| HN Mirror

Y	Hacker News new \| ask \| show \| jobs


	by byefruit 472 days ago
	> Both of our models are trained on top of DeepSeek-R1-Distill-Qwen-7B and DeepSeek-R1-Distill-Qwen-32B. Not to take away from their work but this shouldn't be buried at the bottom of the page - there's a gulf between completely new models and fine-tuning.

4 comments

israrkhan 472 days ago

Agreed. Also their name make it seem like it is totally new model.

If they needed to assign their own name to it, at least they could have included the parent (and grant parent) model names in the name.

Just like the name DeepSeek-R1-Distill-Qwen-7B clearly says that it is a distilled Qwen model.

link

qeternity 472 days ago

DeepSeek probably would have done this anyway, but they did release a Llama 8B distillation and the Meta terms of use require any derivative works to have Llama in the name. So it also might have just made sense to do for all of them.
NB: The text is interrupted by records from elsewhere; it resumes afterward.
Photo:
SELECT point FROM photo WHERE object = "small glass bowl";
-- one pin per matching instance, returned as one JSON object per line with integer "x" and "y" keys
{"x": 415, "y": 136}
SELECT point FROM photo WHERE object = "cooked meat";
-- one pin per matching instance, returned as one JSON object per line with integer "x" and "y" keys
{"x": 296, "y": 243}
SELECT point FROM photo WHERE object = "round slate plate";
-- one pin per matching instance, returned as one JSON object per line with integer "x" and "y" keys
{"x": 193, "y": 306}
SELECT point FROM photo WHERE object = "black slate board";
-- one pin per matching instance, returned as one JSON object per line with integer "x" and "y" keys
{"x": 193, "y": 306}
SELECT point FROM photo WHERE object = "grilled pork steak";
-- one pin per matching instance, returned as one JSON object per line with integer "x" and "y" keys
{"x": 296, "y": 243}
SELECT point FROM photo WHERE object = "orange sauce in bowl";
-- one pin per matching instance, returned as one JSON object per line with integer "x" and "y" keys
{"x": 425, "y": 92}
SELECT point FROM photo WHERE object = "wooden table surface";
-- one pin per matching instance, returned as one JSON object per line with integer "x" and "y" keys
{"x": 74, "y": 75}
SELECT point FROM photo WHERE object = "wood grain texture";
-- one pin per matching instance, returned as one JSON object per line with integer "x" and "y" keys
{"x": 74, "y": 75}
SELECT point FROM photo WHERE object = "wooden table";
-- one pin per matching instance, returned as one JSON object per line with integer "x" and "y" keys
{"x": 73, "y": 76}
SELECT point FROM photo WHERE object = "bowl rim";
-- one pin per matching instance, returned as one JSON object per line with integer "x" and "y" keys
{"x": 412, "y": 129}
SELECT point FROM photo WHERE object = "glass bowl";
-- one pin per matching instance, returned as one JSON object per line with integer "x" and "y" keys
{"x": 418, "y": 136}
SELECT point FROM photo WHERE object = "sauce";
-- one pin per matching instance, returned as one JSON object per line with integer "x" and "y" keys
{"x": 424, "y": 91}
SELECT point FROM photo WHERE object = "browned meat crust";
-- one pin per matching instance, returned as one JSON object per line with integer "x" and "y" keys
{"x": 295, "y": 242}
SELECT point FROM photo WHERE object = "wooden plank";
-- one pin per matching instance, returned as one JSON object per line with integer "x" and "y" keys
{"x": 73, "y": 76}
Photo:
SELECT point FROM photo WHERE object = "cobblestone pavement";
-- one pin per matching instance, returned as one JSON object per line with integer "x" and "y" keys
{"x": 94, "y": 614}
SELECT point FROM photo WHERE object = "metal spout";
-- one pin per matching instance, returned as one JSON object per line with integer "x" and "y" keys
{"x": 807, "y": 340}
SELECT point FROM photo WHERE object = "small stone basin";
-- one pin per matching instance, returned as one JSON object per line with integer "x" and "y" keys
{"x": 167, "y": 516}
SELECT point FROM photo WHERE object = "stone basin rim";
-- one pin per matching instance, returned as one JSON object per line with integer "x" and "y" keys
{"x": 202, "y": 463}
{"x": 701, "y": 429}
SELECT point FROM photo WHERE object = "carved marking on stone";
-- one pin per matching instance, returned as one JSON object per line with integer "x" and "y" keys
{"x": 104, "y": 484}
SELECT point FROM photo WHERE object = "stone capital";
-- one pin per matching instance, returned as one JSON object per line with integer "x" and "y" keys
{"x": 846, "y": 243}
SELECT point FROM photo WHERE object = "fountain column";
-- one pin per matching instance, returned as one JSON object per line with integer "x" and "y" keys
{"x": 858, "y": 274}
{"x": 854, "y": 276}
Otoh, there aren't many frontier labs that have actually done finetunes.

link

diggan 472 days ago

> the Meta terms of use require any derivative works to have Llama in the name

Technically it requires the derivatives to begin with "llama". So "DeepSeek-R1-Distill-Llama-8B" isn't OK by the license, while "Llama-3_1-Nemotron-Ultra-253B-v1" would be OK.

> [...] If you use the Llama Materials or any outputs or results of the Llama Materials to create, train, fine tune, or otherwise improve an AI model, which is distributed or made available, you shall also include “Llama” at the beginning of any such AI model name.

I've previously written a summary that includes all parts of the license that I think others are likely to have missed: https://notes.victor.earth/youre-probably-breaking-the-llama...

link

lumost 472 days ago

I suspect that we'll see a lot of variations on this, with the open models catching up to SOTA - and the foundation models being relatively static - there will be many new SOTA's built off of existing foundation models.

How many of the latest databases are postgres forks?

link

adamkochanowicz 472 days ago

Also, am I reading that right? They trained it not only on another model, not only one that is already distilled on another model, but one that is much lower in parameters (7B)?

link

rahimnathwani 472 days ago

They took the best available models for the architecture they chose (in two sizes), and fine tuned those models with additional training data. They don't say where they got that training data, or what combo of SFT and/or RLHF they used. It's likely that the training data was generated by larger models.

link

GodelNumbering 472 days ago

This happens a lot on r/localLlama since a few months. Big headline claims followed by "oh yeah it's a finetune"

link